[pve-devel] [PATCH SERIES storage/qemu-server/-manager] RFC : add lvmqcow2 storage support

Fri Aug 30 10:44:03 CEST 2024

> 
Hi,
I have done more tests

> > * there is no cluster locking?
> >    you only mention
> > 
> >    ---8<---
> >   
> > #don't·use·global·cluster·lock·here,·use·on·native·local·lvm·lock
> >    --->8---
> > 
> >    but don't configure any lock? (AFAIR lvm cluster locking needs
> > additional
> >    configuration/daemons?)
> > 
> >    this *will* lead to errors if multiple VMs on different hosts
> > try
> >    to resize at the same time.
> > 
> >    even with cluster locking, this will very soon lead to
> > contention,
> > since
> >    storage operations are inherently expensive, e.g. if i have
> >    10-100 VMs wanting to resize at the same time, some of them will
> > run
> >    into a timeout or at least into the blocking state.
> > 
> >    That does not even need much IO, just bad luck when multiple VMs
> > go
> >    over the threshold within a short time.

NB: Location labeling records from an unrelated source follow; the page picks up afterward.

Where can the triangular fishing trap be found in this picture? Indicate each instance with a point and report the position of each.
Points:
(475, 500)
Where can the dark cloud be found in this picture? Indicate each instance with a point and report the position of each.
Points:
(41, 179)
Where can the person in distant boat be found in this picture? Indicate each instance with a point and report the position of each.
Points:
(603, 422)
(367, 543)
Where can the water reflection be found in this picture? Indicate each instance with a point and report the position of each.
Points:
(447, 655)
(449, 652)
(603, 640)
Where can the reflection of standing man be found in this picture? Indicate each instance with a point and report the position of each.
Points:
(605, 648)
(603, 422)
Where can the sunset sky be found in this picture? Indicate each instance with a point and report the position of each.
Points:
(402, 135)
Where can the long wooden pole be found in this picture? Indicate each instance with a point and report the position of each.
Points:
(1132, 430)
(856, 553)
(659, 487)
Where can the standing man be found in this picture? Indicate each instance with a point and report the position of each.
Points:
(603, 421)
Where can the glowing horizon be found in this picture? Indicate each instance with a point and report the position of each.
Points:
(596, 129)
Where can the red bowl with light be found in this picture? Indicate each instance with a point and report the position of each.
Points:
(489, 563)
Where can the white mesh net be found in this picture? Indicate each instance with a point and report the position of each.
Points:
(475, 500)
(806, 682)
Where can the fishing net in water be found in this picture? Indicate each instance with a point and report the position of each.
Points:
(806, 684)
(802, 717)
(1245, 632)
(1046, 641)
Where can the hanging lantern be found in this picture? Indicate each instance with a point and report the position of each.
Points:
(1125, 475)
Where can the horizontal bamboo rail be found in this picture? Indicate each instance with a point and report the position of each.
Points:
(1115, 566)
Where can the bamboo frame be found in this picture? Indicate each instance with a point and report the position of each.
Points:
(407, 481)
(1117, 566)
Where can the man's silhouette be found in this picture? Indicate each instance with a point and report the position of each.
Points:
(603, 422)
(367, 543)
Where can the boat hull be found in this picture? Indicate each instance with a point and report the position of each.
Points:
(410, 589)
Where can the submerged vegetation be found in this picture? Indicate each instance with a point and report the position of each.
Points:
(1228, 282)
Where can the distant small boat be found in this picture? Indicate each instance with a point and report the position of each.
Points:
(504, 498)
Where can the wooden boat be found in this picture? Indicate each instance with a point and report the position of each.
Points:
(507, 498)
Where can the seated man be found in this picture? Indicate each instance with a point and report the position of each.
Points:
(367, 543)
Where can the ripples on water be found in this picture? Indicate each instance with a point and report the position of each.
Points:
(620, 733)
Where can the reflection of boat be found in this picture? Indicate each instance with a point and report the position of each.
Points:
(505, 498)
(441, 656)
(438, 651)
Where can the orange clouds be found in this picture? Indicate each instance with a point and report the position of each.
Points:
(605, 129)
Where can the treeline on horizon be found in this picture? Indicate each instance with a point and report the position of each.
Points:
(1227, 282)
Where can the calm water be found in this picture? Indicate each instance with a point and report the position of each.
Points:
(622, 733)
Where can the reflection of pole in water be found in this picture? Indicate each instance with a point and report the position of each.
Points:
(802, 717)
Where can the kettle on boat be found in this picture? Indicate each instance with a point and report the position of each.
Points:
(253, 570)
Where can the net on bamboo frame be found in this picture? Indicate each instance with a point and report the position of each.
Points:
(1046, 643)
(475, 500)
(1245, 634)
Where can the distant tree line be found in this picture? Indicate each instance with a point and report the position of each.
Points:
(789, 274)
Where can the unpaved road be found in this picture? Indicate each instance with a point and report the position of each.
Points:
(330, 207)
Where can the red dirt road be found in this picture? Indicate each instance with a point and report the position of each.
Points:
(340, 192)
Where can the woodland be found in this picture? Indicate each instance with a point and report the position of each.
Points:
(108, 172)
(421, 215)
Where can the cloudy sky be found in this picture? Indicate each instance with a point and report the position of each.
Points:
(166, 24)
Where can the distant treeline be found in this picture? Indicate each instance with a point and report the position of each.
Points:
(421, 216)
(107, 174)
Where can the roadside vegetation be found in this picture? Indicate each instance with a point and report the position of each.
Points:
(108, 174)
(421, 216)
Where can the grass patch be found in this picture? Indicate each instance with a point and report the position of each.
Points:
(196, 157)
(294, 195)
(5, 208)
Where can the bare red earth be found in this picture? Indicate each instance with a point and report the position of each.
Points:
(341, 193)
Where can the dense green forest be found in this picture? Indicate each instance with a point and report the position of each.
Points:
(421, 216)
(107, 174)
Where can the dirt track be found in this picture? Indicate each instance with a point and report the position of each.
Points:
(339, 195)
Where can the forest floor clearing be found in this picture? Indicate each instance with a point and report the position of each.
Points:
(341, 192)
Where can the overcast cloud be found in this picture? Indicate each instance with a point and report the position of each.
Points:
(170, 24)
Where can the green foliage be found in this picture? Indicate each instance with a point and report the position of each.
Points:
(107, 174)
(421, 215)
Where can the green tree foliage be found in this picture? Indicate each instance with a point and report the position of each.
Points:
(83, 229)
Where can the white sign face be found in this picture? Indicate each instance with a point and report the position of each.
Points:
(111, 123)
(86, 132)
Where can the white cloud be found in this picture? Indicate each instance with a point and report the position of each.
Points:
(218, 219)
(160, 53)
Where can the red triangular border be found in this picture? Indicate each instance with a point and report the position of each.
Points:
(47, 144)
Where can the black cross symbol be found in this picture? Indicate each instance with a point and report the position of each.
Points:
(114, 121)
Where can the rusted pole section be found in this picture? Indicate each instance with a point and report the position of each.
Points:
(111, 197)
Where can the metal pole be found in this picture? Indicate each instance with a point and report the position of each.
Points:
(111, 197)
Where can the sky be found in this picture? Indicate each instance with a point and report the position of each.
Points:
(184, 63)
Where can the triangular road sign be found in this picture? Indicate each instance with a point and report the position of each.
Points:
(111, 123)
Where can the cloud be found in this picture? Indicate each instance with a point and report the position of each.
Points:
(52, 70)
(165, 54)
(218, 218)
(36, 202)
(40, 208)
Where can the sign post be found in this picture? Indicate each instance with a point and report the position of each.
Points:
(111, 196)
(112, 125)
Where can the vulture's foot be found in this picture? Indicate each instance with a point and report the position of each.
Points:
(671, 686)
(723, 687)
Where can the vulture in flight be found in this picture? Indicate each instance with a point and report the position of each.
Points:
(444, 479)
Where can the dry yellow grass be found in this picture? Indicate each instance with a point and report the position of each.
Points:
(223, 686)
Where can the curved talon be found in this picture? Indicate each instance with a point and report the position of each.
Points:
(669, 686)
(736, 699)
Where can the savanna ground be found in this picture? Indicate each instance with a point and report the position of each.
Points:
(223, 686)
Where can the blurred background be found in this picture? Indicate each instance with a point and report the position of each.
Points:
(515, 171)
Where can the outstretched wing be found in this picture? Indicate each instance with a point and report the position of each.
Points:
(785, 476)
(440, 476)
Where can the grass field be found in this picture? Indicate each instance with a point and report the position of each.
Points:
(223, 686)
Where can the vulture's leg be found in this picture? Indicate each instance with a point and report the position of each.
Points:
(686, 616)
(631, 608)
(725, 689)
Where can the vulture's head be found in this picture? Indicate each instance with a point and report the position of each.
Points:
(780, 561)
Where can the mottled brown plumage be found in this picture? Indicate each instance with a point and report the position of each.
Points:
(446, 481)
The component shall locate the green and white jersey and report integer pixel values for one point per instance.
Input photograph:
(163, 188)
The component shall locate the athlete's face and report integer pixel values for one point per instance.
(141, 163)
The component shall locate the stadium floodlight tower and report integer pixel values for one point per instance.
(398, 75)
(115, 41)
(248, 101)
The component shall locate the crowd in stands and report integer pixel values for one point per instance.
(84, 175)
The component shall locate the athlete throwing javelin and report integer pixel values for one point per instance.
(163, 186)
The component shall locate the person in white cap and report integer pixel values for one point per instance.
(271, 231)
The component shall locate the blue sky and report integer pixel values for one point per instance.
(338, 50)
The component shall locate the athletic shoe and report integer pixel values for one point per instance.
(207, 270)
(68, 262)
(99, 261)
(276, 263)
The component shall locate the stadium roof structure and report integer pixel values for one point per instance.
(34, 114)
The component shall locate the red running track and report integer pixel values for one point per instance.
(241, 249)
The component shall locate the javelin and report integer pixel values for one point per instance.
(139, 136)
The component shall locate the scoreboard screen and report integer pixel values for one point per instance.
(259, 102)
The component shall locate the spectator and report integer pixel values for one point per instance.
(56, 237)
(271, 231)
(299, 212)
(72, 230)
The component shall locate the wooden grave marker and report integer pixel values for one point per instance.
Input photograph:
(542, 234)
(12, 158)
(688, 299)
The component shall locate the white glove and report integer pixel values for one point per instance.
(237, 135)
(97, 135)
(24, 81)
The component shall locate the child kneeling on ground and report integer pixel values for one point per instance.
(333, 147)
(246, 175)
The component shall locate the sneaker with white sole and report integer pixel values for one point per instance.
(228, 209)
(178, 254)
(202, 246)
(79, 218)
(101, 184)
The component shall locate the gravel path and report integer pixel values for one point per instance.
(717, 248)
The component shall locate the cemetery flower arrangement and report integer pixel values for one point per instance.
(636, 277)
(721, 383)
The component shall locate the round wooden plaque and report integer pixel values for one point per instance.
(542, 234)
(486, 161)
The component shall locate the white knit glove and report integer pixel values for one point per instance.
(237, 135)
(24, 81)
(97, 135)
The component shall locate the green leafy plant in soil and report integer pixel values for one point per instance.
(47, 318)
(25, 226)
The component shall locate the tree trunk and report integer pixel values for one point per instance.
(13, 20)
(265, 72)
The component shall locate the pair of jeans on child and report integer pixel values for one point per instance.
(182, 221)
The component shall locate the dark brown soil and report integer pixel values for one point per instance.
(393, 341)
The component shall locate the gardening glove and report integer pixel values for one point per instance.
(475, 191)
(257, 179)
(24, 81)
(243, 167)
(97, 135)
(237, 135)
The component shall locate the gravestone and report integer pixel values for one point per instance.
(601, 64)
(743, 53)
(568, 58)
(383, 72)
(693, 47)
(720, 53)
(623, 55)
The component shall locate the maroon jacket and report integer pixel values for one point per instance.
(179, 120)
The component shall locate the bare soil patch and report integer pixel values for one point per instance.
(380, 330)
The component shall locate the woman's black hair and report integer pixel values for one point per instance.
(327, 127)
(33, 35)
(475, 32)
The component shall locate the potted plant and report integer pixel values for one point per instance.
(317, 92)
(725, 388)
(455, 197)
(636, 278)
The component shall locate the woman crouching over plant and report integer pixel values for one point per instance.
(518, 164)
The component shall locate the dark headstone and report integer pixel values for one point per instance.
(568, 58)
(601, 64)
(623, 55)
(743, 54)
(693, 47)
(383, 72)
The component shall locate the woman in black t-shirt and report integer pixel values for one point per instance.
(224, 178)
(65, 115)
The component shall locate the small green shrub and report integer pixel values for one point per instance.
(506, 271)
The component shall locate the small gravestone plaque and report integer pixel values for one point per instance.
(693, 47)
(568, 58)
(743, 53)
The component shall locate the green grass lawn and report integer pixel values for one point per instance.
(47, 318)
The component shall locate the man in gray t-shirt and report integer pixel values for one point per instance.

>>>mmm,ok, This one could be a problem indeed.  
>>>I need to look at ovirt code. (because they are really using it in
>>>production since 10year), to see how they handle locks.

ok, you are right, we need a cluster lock here. Redhat is using sanlock
daemon or dlm using corosync for coordination. 

* IMHO pvestatd is the wrong place to make such a call. It's
already
doing much
   stuff in a way where a single storage operation blocks many
other
things
   (metrics, storage/vm status, ballooning, etc..)

   cramming another thing in there seems wrong and will only lead
to
even more people
   complaining about the pvestatd not working, only in this case
the
vms
   will be in an io-error state indefinitely then.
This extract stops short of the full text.